I'm looking for the best strategy to collect specific datastore *.backup_info files stored in Cloud Storage and copy them as the "latest" backup_info files per kind, so I have a fix location for each kind, where the most recent backup_info file is found, e.g.
gs://MY-PROJECT.appspot.com/latest/Comment.backup_info
Basically, I have a Google App Engine app (Python standard) with data in Cloud Datastore. I can run a cron-job to perform backups automatically and regularly as described in the docs Scheduled Backups and I can also write a bit of Python code to execute backup tasks which is triggered manually as described in this SO answer. I plan to write a small Python cron-job that would perform the task to find the most recent backup_info file of a given kind and copy/rename it to the desired location.

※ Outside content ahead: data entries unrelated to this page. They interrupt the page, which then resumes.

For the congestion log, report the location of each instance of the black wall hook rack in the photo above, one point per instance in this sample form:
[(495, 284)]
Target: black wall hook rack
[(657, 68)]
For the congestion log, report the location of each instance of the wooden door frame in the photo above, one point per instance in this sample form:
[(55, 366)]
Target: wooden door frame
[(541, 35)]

Either way, the original backup location will be crowded with lots of files and folders during a day, especially if there is more than one backup for a certain kind. For example in gs://MY-PROJECT.appspot.com/ I will find:
VeryLoooooongRandomLookingString.backup_info
OtherStringForSecondBackup.backup_info
OtherStringForThirdBackup.backup_info
The string seems to be a unique identifier for every backup execution. I assume, it contains a list of *.backup_info files, one for each kind in the backup.
VeryLoooooongRandomLookingString.Comment.backup_info
OtherStringForSecondBackup.Comment.backup_info
OtherStringForThirdBackup.Comment.backup_info
For every kind in the backup, e.g. "Comment". It seems it contains a list of actual backup data for this kind and this backup.
datastore_backup_CUSTOM_PREFIX_2017_09_20_Comment/
datastore_backup_CUSTOM_PREFIX_2017_09_20_1_Comment/
datastore_backup_CUSTOM_PREFIX_2017_09_20_2_Comment/
Data folder for each backup and kind. Here for kind "Comment", backed up three times on 9/20.
My questions are related to Datastore and/or Storage:
- Is it possible to explicitly specify a custom UID as a query parameter (or in HTTP header) when calling
/_ah/datastore_admin/backup.create? - If not, is it possible to send a message with the UID to a hook or something, after the backup has been completed?
- If (1) and (2) is not possible: Which approach would be the best in Storage to find the latest *.backup_info file for a given kind? It seems that listbucket() doesn't allow filtering, and I don't think that iterating through hundreds or thousands of files looking for certain name patterns would be efficient.